Je ne sais pas pourquoi ces pensées m’ont traversé l’esprit alors que je réfléchissais à l’œuvre d’Erwin Wurm, après l’avoir vue exposée au Palazzo Fortuny à Venise. Wurm, me semble-t-il, ne plaisante pas avec la religion. Sa cible, c’est la société de consommation en tant que corps en mouvement dont il souligne, pour ainsi dire, les dysfonctionnements compulsifs, les valeurs bourgeoises, les égoïsmes, le manque d’équité au sein même de la classe moyenne (toujours transversale et au-delà de toute distinction de classe) qui a renoncé tant à l’l’idéologie marxiste qu’aux théories démocratiques, laissant ainsi le champ libre à un libéralisme qui ne pense qu’à permettre le profit d’une minorité aux dépens de la majorité, en leur faisant croire que la richesse des élus est toujours et en tout cas un bien au profit de tous. La satire ne serait pas nécessaire face à de telles idées, qui constituent une supercherie flagrante : il faut généralement attendre que la Bourse ruine les spéculateurs, détruisant ainsi les carrières spectaculaires de ces arrivistes qui, du jour au lendemain, tombent des cieux dans la misère. Y a-t-il de quoi rire ? Peu, mais il s’agit de voir si ces mécanismes recèlent une logique humoristique intrinsèque et originale. C’est tout ce que nous offre l’histoire : une justice tardive face à l’évidence de l’outrage social et politique.
Les stoïciens refusaient de rire car ils y voyaient un signe de faiblesse. Les cathares, eux aussi, riaient peu, voire pas du tout. Comme l’affirmaient les philosophes grecs, il n’est permis de rire que de ses ennemis ou de susciter chez eux une hilarité stupide. On raconte en effet que les femmes de Sparte montraient parfois leurs parties intimes à leurs ennemis pour les distraire, provoquant ainsi des rires comiques, permettant ainsi à leurs frères, maris et amants de prendre le dessus au combat.
Mais le rire n’est-il pas aujourd’hui un moyen trop facile de se démarquer ou de se placer au-dessus de ce dont on rit ? Pour les Anciens, le rire servait à démasquer l’hypocrisie, à renverser les fausses vérités, à dénoncer les vices des hommes. Dans les discours publics et devant les tribunaux, provoquer le rire pouvait servir à démolir l’adversaire. Démocrite (le « philosophus ridens ») riait de toutes les vanités humaines, mais aussi « des choses apparemment les plus sérieuses ». Cicéron riait pour démanteler les plaidoiries de son adversaire et s’attirer les faveurs des jurés. Avec l’avènement du christianisme, le rire fut réprouvé. Depuis l’Antiquité, se moquer est un moyen de mettre en lumière l’absurdité de ceux qui se croient différents de ce qu’ils sont.
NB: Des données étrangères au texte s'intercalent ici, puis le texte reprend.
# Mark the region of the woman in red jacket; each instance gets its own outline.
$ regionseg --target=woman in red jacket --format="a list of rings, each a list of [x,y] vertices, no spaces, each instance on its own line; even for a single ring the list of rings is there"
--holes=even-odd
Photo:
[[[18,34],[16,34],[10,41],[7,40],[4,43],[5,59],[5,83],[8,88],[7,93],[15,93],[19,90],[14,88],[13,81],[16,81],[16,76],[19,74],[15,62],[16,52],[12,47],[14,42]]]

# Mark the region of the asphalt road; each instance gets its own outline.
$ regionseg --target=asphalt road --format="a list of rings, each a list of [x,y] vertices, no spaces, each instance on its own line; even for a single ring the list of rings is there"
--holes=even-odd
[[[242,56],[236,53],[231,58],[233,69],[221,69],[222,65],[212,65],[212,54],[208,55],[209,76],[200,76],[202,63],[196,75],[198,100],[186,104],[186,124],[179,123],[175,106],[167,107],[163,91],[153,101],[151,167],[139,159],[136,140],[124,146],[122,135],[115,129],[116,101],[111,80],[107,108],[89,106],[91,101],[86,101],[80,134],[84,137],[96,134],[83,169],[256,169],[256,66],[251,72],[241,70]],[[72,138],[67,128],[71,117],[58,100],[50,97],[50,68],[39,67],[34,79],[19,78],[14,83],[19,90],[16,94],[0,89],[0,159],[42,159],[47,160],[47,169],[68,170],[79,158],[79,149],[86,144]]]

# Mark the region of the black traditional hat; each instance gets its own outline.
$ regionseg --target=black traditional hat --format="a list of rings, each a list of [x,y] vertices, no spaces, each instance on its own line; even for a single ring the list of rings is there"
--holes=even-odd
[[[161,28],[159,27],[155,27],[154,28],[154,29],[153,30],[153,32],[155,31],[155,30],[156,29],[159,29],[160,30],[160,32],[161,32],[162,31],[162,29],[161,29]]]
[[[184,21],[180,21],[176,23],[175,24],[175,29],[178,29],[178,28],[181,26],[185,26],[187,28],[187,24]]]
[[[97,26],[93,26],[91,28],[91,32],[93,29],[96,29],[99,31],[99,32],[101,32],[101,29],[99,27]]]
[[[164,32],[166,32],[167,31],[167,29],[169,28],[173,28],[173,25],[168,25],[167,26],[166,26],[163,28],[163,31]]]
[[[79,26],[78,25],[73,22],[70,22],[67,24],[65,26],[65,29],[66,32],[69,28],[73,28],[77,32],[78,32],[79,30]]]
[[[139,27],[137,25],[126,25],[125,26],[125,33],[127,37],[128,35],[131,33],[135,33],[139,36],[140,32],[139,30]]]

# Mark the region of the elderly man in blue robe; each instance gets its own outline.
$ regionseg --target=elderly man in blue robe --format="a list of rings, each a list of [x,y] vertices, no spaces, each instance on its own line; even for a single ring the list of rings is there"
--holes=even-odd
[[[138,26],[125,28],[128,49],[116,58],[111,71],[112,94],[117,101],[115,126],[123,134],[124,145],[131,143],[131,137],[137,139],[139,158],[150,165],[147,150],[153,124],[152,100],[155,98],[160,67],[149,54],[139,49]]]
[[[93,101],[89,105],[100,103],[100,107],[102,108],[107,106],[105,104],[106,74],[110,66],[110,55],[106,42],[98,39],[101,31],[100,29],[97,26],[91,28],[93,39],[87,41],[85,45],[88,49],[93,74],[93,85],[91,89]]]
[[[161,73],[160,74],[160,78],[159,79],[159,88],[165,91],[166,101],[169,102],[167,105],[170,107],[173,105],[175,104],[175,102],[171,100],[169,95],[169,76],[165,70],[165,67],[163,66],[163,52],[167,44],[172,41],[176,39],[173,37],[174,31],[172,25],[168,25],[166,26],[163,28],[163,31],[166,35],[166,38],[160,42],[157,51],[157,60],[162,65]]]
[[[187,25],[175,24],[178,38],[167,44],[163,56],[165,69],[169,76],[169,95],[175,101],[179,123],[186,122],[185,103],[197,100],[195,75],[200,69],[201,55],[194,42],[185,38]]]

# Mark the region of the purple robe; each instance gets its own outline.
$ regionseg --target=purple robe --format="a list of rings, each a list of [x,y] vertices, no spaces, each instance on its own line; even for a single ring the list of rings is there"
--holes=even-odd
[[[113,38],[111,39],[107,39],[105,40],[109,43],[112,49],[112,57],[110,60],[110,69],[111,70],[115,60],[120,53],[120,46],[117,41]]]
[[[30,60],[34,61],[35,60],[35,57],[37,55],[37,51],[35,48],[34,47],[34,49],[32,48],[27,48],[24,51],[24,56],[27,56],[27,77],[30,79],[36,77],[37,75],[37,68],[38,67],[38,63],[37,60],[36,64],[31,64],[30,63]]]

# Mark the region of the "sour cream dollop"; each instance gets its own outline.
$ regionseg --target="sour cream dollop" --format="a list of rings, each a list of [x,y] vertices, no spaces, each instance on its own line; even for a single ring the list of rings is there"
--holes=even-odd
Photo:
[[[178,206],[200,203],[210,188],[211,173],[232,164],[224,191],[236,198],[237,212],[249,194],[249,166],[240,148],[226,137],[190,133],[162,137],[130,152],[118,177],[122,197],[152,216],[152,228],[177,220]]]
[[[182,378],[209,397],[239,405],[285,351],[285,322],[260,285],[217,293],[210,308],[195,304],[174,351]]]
Du risus au rictus, du sourire à la grimace forcée ou moqueuse, il n’y a qu’un pas, et dans la satire, ce pas est encore plus court. L’aspect positif de la satire réside dans sa prétention antiphrasique, dans l’ironie qui renverse le monde et, pour reprendre encore Rabelais, valorise le principe du bas, du matériel et du corporel, en condamnant tout ce qui est élevé, spirituel, idéal et abstrait.
Pour critiquer le monde sans tomber dans le piège des puristes qui jugent en se plaçant au-dessus de ce qu’ils fustigent, il faut accepter une vérité nécessaire : pour être de grands satiristes, il faut d’abord accepter en soi-même d’être aussi imparfait. Erwin Wurm, par exemple, a l’âme d’un pécheur impénitent, qui pèche avec goût, pour ainsi dire : il aime jouer en rendant étrange ce qui appartient à notre quotidien. Autrefois, face aux sculptures de Wurm, on se serait peut-être demandé si l’artiste était là ou s’il faisait semblant, Wurm est en effet de ceux qui se moquent du monde avec une touche de perfidie un peu distrait, et il se voit comme le bouffon de cour qui « plaisante » avec Sa Majesté (et son épouse, la Reine, qui, dans cette pièce, est représentée par l’art). À commencer par le catalogue des objets banals : des vêtements vides, ou plutôt vidés de leur contenu, suspendus à des pieds de lampe qui sont de fines pattes humaines ; ou encore des coussins, des sacs ou des sachets ; mais dans certains cas, les sculptures se transforment en cornichons ou en saucisses : un véritable amateur du rire grotesque dans le style d’une société du luxe revisitée et corrigée, notre Autrichien. Un peu de postmodernisme, un peu d’éclectisme de la mode. Wurm s’amuse, cela ne fait aucun doute, mais ses farces ont toujours un arrière-goût amer, que l’on commence à percevoir après avoir observé un certain temps ses sculptures peintes de couleurs à la fois désagréables et sirupeuses, aseptisées et symboliques : le rose, le vert fluo, le bleu clair, etc.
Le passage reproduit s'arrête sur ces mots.